The vocals stick with the familiar gutturals that define much of slam and brutal death metal, and they’ve delivered with quite a bit of power and grit which works to the band’s advantage throughout Fate.  Where quite a bit of this genre buries its vocals underneath the wall of guitar and drums, here there’s a decent amount of separation between the gutturals and the instrumental work which makes the performance pop out at the listener.  For the most part the pitch stays the same for much of the album, with the exception of the title track where they bring in a guest vocalist who has a slightly different range and shakes things up a bit, but it never feels too one-dimensional given the briefness of the album.

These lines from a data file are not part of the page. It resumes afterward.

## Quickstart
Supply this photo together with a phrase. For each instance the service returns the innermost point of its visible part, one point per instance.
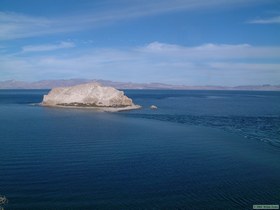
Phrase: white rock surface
(90, 95)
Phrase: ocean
(199, 150)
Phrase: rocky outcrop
(91, 95)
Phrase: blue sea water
(198, 150)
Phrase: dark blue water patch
(265, 129)
(21, 96)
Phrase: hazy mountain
(48, 84)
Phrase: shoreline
(102, 109)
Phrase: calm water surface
(198, 150)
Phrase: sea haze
(198, 150)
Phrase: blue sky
(190, 42)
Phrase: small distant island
(89, 95)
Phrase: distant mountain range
(48, 84)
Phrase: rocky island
(90, 95)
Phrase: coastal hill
(90, 95)
(48, 84)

Gorevent clearly has their slower take on brutal death metal down to a science at this point, as they’ve honed it down to its core and given listeners an album that sticks with a formula but does it well.  The change in production that gives off a slight industrial tinge shakes things up from the norm a bit and while metal fans are likely going to either get hooked on the slams or bounce right off of this one, it’s worth giving a listen to see which side of the fence you fall on.  Fate is available from Comatose Music.